In response to the gypsy woman’s curse on Helen, Turget “rummaged in his jacket pocket and drew out a small object, which he placed next to her plate. It was a flat blue stone about an inch long, set with white and paler blue, like a crude eye. Be sure to have your own protection!
Next, some very nice Hungarian Gypsy violin music to further enhance the atmosphere …
Book Club Menu for The Historian
The inspiration for my menu comes from the scene in which Paul and Helen join Aunt Eva for dinner (actually an Hungarian feast) in Budapest. I read up a bit on Hungarian food before tackling this meal and found that the Hungarians are a soup-eating people and that a three-course meal always begins with soup, such as a meaty gulyas. A most important ingredient required in preparation of Hungarian food is Hungarian Paprika!
The First Course
Hungarian Gulyas ‘The stewed meats and vegetables – one dish of which Helen called gulyas… - gave rise to a long description of the invasion of the region by the Magyars in the ninth century.”
Hungarian Farmer’s Bread (Kenyer) “The wonderful golden bread”
The Second Course
“Aunt Eva explained to me through Helen, ‘We call these hortobahyi palascinta.
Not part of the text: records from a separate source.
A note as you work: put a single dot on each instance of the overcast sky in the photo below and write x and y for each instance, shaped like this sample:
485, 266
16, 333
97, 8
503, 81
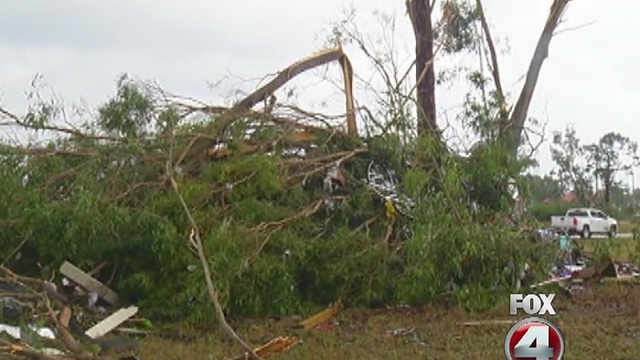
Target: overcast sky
80, 48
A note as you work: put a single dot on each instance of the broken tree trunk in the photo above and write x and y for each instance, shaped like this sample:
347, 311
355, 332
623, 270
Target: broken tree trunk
420, 16
519, 114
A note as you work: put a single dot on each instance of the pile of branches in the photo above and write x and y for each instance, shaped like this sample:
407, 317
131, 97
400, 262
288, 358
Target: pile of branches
271, 196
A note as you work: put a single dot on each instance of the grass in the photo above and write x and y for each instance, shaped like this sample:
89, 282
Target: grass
625, 226
622, 249
600, 323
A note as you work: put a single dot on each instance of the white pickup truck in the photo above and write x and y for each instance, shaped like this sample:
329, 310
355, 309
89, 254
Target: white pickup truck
585, 222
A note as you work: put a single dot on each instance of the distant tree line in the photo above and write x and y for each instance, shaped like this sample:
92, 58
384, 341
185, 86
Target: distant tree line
588, 174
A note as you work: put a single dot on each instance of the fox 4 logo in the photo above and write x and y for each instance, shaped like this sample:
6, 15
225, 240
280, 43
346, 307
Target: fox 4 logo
532, 304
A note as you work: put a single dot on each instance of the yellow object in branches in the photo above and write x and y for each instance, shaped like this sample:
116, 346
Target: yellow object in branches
390, 209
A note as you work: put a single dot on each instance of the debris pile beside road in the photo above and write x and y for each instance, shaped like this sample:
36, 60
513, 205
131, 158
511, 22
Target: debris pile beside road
43, 319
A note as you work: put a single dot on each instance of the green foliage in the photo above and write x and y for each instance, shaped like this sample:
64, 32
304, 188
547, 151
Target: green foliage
273, 245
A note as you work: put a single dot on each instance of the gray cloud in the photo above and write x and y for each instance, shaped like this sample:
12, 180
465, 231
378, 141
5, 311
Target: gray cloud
81, 47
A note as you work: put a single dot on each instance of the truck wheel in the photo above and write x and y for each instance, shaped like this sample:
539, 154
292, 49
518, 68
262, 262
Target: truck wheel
586, 232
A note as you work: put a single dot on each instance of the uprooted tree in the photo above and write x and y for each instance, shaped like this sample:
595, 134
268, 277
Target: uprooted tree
292, 211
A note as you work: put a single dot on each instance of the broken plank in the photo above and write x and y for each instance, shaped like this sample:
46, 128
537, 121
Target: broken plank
88, 282
111, 322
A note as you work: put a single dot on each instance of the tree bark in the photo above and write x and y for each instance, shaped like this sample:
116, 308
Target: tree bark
420, 15
521, 109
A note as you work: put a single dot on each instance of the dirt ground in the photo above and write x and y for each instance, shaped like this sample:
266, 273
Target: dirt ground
602, 322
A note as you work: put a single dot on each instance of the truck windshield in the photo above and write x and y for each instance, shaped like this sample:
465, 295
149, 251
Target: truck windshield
578, 213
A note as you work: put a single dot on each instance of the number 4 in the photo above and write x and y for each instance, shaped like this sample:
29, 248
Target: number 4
542, 351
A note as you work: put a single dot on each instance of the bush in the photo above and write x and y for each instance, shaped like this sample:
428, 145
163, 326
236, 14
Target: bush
274, 244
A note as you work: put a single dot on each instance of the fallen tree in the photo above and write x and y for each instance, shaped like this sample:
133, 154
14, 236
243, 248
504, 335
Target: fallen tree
291, 211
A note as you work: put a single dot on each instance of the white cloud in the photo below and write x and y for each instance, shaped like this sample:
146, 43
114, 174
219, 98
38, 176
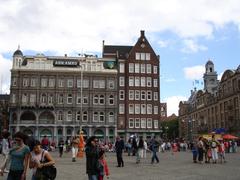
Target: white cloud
190, 46
5, 65
195, 72
172, 104
64, 26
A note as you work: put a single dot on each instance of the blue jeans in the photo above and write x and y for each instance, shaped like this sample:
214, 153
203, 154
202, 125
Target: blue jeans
154, 156
92, 177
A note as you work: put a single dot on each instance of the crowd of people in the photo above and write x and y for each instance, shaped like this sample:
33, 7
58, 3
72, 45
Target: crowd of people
22, 153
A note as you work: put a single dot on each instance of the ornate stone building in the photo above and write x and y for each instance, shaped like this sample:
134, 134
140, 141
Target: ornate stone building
138, 88
216, 106
59, 95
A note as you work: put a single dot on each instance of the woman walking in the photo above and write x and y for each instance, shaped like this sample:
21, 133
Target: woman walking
19, 158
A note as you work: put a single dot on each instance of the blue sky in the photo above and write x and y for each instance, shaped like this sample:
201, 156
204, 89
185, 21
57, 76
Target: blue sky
184, 33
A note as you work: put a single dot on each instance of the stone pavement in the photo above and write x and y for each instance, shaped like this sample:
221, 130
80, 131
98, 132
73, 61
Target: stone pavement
171, 167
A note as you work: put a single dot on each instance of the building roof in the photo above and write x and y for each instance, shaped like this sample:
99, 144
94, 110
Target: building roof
122, 50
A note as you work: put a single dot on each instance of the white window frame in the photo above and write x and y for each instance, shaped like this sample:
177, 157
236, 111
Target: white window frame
121, 81
143, 123
122, 68
131, 67
137, 123
131, 123
121, 95
137, 67
149, 123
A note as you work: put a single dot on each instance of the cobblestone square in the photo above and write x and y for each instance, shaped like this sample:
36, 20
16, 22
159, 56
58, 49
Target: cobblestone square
171, 167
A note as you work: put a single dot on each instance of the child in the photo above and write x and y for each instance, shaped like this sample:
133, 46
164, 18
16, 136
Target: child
103, 167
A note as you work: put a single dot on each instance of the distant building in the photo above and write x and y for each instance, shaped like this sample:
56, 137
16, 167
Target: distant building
163, 111
138, 88
215, 107
4, 111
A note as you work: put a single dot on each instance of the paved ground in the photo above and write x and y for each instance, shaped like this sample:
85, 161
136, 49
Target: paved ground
171, 167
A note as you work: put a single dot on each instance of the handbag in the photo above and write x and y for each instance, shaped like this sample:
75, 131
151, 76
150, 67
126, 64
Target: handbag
46, 172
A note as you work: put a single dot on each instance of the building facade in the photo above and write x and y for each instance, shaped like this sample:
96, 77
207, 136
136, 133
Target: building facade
214, 107
138, 88
4, 112
57, 96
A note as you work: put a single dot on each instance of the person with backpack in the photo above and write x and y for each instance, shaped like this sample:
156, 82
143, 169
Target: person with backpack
214, 149
40, 159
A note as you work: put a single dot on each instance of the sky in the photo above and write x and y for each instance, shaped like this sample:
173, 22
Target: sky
185, 33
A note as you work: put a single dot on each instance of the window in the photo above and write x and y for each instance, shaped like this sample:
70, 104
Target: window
111, 100
155, 69
149, 123
155, 109
121, 95
147, 56
149, 95
131, 94
111, 117
155, 96
137, 95
143, 81
155, 82
131, 68
149, 82
121, 81
143, 56
60, 83
70, 83
43, 82
69, 116
14, 81
122, 67
33, 82
95, 117
44, 98
137, 56
85, 116
24, 98
13, 98
60, 115
101, 100
143, 123
137, 123
102, 84
60, 99
142, 68
78, 116
121, 109
149, 108
131, 123
32, 98
143, 108
110, 84
51, 82
137, 81
137, 108
95, 99
25, 82
69, 99
156, 124
50, 99
149, 70
136, 68
101, 117
143, 95
131, 108
131, 81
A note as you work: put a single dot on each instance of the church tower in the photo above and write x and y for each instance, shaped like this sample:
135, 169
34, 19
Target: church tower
210, 78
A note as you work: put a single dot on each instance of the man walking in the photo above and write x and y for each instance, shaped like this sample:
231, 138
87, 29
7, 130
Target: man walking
119, 146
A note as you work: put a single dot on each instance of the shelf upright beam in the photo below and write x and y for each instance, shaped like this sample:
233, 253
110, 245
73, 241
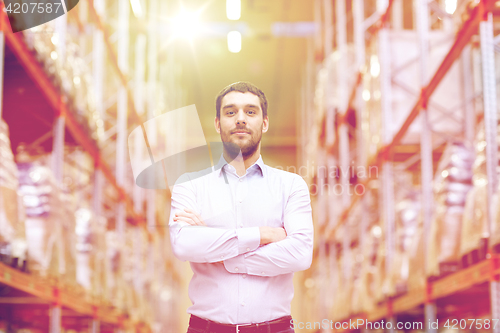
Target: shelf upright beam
358, 13
490, 123
152, 98
422, 23
98, 73
58, 154
341, 92
341, 82
122, 108
2, 58
384, 55
140, 71
55, 319
323, 197
469, 122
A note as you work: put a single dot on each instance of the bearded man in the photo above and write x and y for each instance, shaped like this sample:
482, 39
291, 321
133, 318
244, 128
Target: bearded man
245, 228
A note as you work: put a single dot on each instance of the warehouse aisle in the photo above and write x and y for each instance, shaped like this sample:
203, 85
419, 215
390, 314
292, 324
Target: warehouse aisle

They are a kind of pancake filled with veal, a tradition with the shepherds in the the lowlands of Hungary.’”
The Third Course (dessert)
“Just when I thought I could not eat another bite, two waiters appeared with trays of pastries and tortes that would not have been out of place in an Austro-Hungarian throne room…”
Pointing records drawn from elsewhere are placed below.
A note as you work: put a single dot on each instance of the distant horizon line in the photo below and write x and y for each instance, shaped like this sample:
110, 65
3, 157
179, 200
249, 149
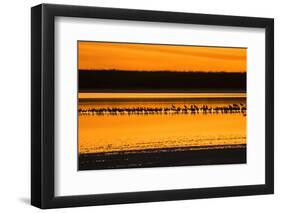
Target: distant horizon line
182, 71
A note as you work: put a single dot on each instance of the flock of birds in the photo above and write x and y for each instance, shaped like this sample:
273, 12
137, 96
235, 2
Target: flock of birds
192, 109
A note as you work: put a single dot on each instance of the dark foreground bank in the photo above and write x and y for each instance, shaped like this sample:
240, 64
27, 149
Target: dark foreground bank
163, 158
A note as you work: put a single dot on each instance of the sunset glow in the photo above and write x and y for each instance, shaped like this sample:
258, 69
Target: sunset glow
124, 56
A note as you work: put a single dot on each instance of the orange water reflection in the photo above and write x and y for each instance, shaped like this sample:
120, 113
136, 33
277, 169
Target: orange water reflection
137, 132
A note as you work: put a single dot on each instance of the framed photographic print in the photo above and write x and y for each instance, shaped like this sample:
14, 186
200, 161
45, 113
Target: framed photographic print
139, 106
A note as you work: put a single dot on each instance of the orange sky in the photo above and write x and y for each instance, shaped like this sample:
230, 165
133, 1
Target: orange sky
122, 56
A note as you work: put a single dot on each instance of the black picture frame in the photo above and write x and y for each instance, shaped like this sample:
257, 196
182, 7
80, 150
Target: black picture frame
43, 113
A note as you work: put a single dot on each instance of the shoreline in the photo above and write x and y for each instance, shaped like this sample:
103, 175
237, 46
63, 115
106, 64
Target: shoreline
163, 158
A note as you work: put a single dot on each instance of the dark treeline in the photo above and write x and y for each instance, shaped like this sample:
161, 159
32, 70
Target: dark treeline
160, 81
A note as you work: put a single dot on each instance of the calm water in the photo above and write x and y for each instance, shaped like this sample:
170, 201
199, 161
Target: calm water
124, 132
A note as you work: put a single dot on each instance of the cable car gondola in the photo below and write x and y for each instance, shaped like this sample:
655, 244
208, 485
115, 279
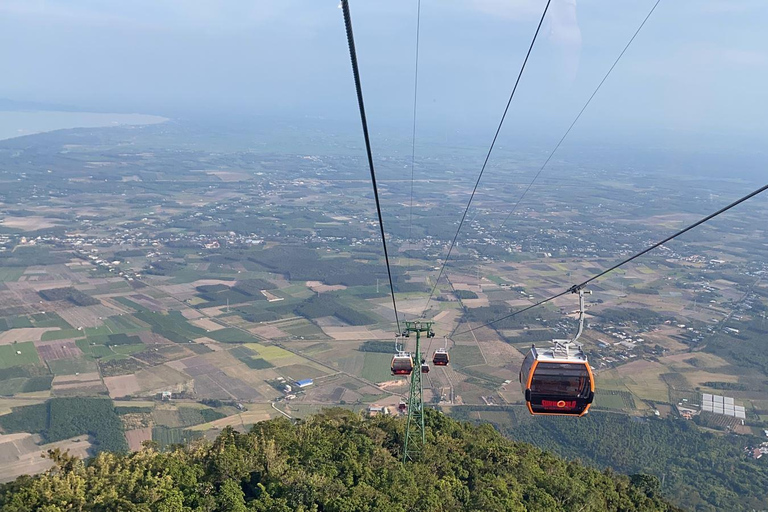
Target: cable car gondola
441, 357
402, 364
558, 380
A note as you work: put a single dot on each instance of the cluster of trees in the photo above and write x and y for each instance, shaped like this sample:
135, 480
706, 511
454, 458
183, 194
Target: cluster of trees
335, 461
703, 471
73, 295
64, 418
329, 305
304, 264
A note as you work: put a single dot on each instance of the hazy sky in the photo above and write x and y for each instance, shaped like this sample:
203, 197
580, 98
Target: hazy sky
699, 66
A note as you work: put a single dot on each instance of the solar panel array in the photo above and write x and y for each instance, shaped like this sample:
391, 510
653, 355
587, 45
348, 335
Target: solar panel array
722, 405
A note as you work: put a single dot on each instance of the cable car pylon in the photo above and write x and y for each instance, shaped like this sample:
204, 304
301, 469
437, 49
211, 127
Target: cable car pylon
414, 427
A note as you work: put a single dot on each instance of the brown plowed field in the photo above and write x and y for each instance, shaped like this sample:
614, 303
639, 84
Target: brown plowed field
138, 436
59, 349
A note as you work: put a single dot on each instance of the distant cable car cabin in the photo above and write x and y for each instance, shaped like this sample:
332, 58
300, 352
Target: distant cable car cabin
441, 357
402, 364
558, 380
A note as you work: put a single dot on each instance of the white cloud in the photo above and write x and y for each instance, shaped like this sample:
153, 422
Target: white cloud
510, 9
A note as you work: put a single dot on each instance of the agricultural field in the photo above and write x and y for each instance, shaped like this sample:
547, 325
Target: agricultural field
245, 280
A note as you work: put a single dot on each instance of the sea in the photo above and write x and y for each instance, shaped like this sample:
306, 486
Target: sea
20, 123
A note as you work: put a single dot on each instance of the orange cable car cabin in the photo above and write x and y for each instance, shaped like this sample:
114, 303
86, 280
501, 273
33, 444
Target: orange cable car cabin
402, 364
557, 381
441, 357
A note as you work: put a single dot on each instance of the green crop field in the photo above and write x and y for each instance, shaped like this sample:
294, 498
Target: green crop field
18, 354
466, 355
165, 436
376, 367
71, 366
11, 273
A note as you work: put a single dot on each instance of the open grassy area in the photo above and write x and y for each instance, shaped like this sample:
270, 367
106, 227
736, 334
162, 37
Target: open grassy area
466, 355
11, 273
18, 354
270, 353
376, 367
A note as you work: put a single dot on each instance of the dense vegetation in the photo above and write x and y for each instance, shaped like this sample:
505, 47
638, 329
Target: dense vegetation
73, 295
335, 461
64, 418
702, 471
328, 305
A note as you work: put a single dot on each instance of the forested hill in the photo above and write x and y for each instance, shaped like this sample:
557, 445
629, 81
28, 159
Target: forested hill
334, 461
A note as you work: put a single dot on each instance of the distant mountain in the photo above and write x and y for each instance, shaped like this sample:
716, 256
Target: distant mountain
13, 105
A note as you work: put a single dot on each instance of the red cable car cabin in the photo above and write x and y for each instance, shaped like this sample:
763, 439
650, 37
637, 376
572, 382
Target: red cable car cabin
402, 364
441, 357
557, 381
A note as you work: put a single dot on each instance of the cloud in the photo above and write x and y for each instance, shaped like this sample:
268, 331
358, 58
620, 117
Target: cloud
513, 10
731, 6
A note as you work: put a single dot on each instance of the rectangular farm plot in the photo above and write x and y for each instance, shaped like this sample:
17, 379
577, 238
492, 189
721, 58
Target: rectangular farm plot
18, 354
303, 371
74, 385
275, 355
61, 349
161, 378
136, 437
24, 334
376, 367
122, 385
88, 316
643, 379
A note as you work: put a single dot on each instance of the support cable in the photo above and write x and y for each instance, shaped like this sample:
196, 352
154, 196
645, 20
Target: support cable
487, 156
364, 121
575, 288
552, 153
413, 134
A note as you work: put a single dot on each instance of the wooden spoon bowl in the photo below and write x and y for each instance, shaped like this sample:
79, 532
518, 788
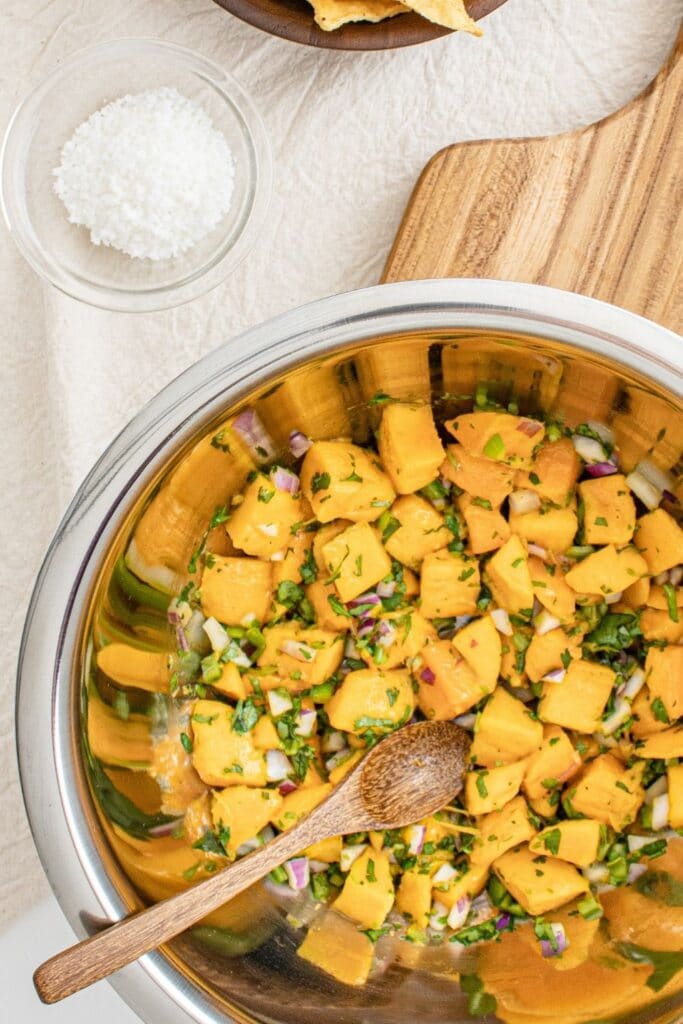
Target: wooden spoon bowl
294, 19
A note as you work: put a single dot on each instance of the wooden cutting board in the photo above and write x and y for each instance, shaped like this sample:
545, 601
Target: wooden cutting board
597, 211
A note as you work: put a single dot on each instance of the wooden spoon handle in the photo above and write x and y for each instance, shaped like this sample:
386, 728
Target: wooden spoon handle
118, 945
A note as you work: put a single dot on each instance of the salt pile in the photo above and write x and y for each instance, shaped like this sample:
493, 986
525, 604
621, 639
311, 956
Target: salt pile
147, 174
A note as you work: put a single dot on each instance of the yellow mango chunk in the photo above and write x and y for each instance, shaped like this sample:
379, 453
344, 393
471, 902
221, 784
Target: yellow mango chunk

I couldn’t decide between Rigo Jancsi and Dobos Torte, so I made both!
“… and with cups of ‘Eszpresszo‘… Somehow we found room for everything.”
Book Club Resources For The Historian
Ratings at the time this post was published
|Goodreads: 3.62 stars (41,195 reviews)|
|Amazon: 3.3 stars (1,570 reviews)|
|Barnes & Noble: 4 stars (923 reviews)|
|My Rating: 4 stars A spooky, intelligent read!|
“…Elizabeth Kostova has produced an honorable summer book, reasonably well written and enjoyable and, most important of all, very, very long: One can tote The Historian to the beach, to the mountains, to Europe or to grandmother’s house and still be reading its 21st-century coda when Labor Day finally rolls around.” – Michael Dirde, The Washington Post
“…Ten years in the writing, this debut is recommended for readers who enjoy arcane literary puzzles la Dan Brown’s The Da Vinci Code and Ian Caldwell’s The Rule of Four.” – Patricia Altner, Library Journal
- “Anyone who loves to become involved in the lives of fictional characters will find much to savor in this intricately plotted, delicately written novel. Kostova is a natural storyteller. She tells her otherworldly tale with great assurance and considerable style.” – June Sawyers, San Francisco Chronicle
Discussion Questions for The Historian
- What were your inital feelings toward Turgut? Did those feelings change as the novel progressed?
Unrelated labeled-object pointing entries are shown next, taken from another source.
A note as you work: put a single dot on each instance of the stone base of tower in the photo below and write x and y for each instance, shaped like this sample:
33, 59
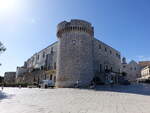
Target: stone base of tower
71, 84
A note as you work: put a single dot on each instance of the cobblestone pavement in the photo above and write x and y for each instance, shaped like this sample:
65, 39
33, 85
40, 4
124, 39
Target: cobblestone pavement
119, 99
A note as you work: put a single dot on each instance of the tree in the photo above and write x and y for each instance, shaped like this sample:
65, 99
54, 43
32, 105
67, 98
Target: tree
2, 49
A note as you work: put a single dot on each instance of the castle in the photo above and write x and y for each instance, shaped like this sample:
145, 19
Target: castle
76, 56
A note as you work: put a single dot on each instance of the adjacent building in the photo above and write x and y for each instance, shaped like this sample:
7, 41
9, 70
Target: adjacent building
131, 70
10, 77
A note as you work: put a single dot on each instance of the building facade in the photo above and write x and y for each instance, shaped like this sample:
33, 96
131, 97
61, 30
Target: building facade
10, 77
132, 70
76, 56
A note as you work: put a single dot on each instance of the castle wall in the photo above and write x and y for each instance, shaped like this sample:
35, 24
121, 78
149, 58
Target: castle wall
75, 58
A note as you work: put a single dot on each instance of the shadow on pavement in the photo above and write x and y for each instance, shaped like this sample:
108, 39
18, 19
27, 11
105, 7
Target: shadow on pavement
141, 89
4, 96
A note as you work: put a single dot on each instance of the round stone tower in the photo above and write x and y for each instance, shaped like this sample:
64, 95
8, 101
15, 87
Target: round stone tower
74, 57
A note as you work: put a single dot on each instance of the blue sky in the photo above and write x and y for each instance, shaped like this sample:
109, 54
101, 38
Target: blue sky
27, 26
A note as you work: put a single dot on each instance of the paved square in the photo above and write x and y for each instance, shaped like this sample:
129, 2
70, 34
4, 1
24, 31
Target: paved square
119, 99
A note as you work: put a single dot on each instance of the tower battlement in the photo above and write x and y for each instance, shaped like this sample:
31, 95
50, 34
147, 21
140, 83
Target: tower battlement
74, 25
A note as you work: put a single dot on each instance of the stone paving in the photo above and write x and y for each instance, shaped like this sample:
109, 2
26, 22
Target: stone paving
118, 99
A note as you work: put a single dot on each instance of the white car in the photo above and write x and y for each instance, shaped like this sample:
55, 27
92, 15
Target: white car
46, 84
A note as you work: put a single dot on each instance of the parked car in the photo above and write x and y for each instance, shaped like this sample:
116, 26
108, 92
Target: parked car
46, 84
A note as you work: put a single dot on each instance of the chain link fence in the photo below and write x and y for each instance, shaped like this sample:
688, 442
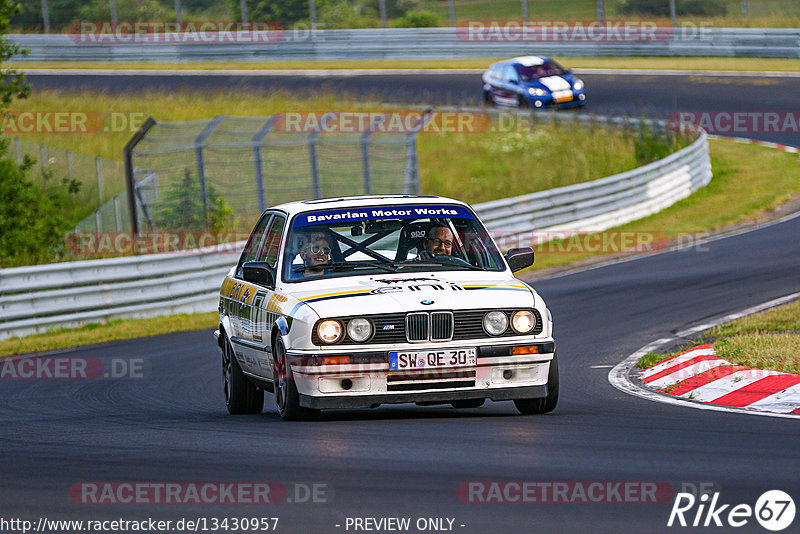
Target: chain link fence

- What is the significane of Helen and her mother’s dragon tatoos?
- Why do you think the author never mentions the name of novel’s narrator?
- Paul, an American, and Helen, an Eastern European, have cultural differences but a shared passion of history. Discuss their relationship. Did you find their coming together believable? Why or why not?
- What did you think of the ending epilogue? Will the narrator be able to escape her legacy?
- Who is the Historian?
Purchase The Historian at your favorite bookseller
- 2003 Winner of Hopwood Award for Novel-in-progress
- 2005 Winner of Quill Award for Debut Author of the Year
- 2005 Nominated for International Horror Guild Award for Best Novel 2005
- 2006 Winner of Book Sense Book of the Year Award for Best Adult Fiction
Sony has bought the film rights to The Historian.